After the 35-minute meeting in the Oval Office with Mr. Trump and the press, Mr. Carney’s private time with him included both a working lunch and another short meeting in the Oval Office − which together lasted more than one hour.
Mr. LeBlanc told reporters that Mr. Trump and Mr. Carney had tasked him and other Canadian and U.S. officials to “quickly” reach agreements on steel, aluminum and energy before moving on to other trade issues. Mr. LeBlanc said he would continue talks with Trump administration officials on Tuesday night and possibly beyond.
Mr. Trump repeatedly complimented Mr. Carney. “He’s a great Prime Minister, I mean, he could represent me any time,” the President said. Asked why Mr. Trump could not reach a deal with Mr. Carney if Mr. Carney is a great man, the President replied: “Because I want to be a great man, too.”

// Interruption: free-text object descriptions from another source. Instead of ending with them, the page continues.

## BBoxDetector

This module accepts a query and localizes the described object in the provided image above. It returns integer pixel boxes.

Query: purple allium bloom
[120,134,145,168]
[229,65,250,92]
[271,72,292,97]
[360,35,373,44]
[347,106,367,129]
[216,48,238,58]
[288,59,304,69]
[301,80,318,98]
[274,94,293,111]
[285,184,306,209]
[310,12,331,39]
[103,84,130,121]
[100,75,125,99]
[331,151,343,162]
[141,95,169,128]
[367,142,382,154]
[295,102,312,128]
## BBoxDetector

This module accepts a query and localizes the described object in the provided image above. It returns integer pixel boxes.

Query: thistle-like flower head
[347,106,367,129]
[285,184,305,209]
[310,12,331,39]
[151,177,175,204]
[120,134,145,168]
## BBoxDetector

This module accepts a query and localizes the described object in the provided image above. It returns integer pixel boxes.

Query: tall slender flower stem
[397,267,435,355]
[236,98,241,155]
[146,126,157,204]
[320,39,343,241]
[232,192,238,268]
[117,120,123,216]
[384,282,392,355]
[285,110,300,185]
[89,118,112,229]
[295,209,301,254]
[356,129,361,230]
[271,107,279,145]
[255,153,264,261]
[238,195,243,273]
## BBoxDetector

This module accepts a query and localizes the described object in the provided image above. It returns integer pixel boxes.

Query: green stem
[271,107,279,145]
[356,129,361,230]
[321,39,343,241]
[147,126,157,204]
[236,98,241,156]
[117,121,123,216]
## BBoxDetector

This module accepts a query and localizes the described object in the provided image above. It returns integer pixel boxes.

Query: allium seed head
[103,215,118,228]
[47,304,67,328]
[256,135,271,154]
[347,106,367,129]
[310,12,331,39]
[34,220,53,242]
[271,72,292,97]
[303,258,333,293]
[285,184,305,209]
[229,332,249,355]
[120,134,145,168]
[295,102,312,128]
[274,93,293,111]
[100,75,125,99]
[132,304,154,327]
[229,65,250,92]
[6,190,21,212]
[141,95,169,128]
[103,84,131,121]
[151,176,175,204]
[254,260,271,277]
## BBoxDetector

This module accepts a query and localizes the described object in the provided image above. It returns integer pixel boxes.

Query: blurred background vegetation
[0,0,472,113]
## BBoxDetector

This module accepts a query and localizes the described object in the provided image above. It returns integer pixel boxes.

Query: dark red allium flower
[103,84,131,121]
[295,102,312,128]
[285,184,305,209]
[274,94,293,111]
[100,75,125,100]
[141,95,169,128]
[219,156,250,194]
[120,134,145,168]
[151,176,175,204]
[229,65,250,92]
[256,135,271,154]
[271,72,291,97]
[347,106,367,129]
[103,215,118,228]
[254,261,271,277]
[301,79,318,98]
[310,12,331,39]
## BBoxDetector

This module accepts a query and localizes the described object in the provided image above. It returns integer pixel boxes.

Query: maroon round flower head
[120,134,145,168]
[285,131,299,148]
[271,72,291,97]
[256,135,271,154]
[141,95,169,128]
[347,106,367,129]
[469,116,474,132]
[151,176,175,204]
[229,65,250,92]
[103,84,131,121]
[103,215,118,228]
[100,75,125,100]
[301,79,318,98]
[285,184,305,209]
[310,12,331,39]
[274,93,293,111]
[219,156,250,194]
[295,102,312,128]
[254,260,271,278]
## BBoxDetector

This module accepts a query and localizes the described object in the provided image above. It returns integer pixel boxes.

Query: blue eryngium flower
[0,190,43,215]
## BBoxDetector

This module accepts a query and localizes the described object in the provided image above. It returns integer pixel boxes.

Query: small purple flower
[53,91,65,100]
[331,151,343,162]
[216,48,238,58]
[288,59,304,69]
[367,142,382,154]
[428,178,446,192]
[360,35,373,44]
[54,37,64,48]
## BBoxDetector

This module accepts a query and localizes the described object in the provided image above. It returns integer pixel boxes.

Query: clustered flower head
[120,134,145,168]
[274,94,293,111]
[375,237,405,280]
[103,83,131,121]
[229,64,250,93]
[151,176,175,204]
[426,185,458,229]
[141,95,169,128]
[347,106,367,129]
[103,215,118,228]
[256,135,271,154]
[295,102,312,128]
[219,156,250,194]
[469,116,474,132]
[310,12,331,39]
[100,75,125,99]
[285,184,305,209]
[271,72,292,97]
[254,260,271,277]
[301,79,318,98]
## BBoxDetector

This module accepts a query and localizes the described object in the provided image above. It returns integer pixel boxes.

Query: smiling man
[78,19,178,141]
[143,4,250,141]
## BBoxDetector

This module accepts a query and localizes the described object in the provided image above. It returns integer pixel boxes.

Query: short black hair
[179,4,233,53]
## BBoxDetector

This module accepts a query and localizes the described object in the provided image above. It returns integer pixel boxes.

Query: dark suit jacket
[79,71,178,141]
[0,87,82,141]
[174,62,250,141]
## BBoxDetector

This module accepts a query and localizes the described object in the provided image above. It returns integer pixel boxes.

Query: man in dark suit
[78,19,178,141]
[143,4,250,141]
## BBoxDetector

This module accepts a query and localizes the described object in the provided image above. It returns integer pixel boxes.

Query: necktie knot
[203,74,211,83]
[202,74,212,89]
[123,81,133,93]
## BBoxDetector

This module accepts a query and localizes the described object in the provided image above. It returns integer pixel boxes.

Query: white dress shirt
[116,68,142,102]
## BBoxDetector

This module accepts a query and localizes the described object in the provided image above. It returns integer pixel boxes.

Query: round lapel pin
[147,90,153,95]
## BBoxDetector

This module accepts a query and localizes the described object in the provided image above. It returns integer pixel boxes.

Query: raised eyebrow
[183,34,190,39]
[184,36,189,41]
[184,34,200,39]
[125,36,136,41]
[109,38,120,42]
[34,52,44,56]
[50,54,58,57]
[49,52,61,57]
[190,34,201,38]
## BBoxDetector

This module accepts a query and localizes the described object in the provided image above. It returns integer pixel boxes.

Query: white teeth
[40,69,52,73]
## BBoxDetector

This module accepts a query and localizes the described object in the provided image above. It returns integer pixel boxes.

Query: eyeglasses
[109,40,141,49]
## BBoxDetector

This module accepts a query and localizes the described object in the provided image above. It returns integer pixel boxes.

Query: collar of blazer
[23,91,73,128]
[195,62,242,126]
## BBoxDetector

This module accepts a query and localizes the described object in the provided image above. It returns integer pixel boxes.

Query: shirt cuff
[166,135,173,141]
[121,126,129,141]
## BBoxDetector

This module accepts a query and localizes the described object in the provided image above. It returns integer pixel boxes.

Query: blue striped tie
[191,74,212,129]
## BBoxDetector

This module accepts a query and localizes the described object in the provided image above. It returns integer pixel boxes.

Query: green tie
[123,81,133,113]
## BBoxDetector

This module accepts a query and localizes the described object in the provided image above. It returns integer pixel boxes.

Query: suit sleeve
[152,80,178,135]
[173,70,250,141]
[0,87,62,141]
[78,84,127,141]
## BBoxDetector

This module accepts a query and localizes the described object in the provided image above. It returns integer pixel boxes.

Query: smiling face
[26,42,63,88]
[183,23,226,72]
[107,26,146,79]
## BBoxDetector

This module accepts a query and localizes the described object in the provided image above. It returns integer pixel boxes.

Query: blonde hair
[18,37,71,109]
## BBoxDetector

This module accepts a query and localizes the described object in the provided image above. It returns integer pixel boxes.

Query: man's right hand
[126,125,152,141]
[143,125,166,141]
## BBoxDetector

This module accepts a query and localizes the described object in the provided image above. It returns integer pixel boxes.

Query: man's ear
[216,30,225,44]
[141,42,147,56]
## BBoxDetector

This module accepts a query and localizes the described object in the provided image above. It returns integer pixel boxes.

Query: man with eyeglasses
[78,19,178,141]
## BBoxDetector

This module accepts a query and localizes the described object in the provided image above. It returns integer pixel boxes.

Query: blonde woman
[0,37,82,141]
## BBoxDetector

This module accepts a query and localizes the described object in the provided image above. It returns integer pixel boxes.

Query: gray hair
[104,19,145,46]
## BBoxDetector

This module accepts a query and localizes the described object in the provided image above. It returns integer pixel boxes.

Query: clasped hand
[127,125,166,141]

Dominic LeBlanc speaks to reporters outside the Canadian Embassy in Washington on Tuesday.Adrian Wyld/The Canadian Press
Mr. LeBlanc said the meeting Tuesday with Mr. Trump was “more detailed than previous discussions” and ended with orders to him, U.S. Commerce Secretary Howard Lutnick and U.S. Trade Representative Jamieson Greer to keep negotiating.
“We talked about ways to quickly arrive at a deal that will bring, we hope, a better circumstance to both countries,” Mr. LeBlanc said.

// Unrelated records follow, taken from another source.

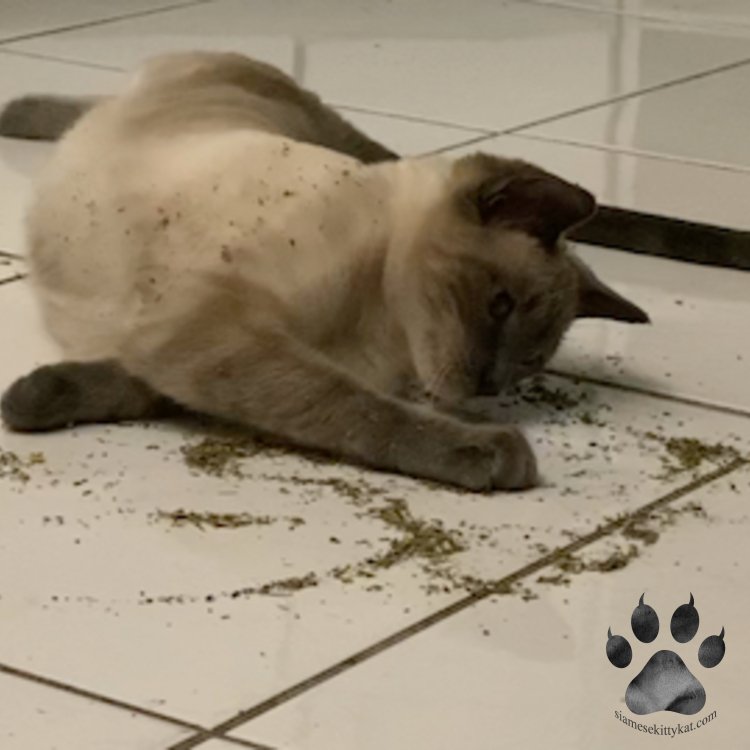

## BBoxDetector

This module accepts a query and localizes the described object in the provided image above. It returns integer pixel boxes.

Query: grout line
[501,56,750,137]
[4,20,748,177]
[546,368,750,420]
[332,103,494,135]
[1,2,748,162]
[0,0,214,47]
[167,458,747,749]
[412,126,750,178]
[0,663,274,749]
[513,0,750,35]
[192,735,277,749]
[0,662,205,732]
[0,250,25,260]
[325,55,750,144]
[163,597,490,749]
[472,457,748,594]
[339,54,750,149]
[0,47,127,73]
[423,132,500,156]
[220,739,279,750]
[0,273,27,287]
[509,132,750,177]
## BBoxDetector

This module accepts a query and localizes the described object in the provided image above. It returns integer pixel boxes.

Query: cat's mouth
[476,364,538,397]
[475,358,503,397]
[476,374,501,397]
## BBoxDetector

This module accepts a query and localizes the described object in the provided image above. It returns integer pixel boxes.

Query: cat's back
[30,117,375,276]
[26,104,388,361]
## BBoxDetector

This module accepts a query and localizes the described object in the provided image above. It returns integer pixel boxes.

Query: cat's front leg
[391,417,537,491]
[123,325,536,491]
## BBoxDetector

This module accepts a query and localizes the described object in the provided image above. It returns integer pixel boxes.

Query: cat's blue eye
[489,290,515,321]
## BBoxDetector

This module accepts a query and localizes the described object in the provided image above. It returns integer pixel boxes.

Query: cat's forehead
[450,152,548,186]
[460,227,575,286]
[502,244,577,302]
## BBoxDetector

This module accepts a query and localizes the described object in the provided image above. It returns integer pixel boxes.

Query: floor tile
[524,61,750,170]
[522,0,750,32]
[443,133,750,230]
[0,0,202,43]
[1,277,748,726]
[7,0,750,132]
[0,53,125,255]
[553,244,750,412]
[0,50,125,94]
[230,467,750,749]
[3,2,307,79]
[0,408,465,727]
[327,109,486,156]
[0,670,192,749]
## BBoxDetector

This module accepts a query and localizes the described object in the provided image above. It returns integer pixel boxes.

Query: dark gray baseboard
[570,205,750,271]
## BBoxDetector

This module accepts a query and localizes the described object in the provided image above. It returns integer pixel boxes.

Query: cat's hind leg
[1,360,179,432]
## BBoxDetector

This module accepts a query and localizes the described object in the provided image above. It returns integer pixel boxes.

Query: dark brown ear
[573,256,650,323]
[475,168,597,248]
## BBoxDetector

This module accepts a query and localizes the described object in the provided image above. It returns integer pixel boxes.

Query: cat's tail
[0,94,102,141]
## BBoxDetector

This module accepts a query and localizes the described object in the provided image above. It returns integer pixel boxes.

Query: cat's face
[396,154,649,404]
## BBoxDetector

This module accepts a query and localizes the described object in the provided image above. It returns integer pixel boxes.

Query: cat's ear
[573,256,650,323]
[474,171,596,248]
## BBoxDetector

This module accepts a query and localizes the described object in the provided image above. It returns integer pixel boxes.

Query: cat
[0,51,648,491]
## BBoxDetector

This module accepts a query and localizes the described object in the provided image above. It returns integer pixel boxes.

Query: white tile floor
[0,2,748,749]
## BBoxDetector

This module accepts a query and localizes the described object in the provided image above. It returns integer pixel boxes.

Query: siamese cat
[0,52,648,491]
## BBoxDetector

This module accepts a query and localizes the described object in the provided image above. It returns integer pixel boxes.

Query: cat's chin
[475,380,501,397]
[475,372,524,397]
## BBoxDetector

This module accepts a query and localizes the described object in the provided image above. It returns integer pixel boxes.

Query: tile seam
[168,458,747,749]
[0,0,214,47]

Mr. LeBlanc would not say what the timeline for agreements is but that he was “more optimistic today after those discussions at the White House than I was when we arrived in Washington yesterday.”
The minister was more circumspect on autos, which he did not enumerate amid the first deals he would be working on. Mr. Trump signalled he would want tariffs to remain on Canadian autos even with a new deal in place.
In the House of Commons Tuesday, Conservative Leader Pierre Poilievre seized on the Prime Minister’s promise of up to US$1-trillion of investment in the U.S. over the next five years.
“He made a massive trillion-dollar concession before the deal was even signed and without getting anything in return. One trillion dollars of exit investment means closing mines and factories in Canada and opening them in the U.S.,” Mr. Poilievre said.
Government House Leader Steven MacKinnon did not respond directly to the question but argued that Canadian pension plans invest all over the world and the profits come back to Canada.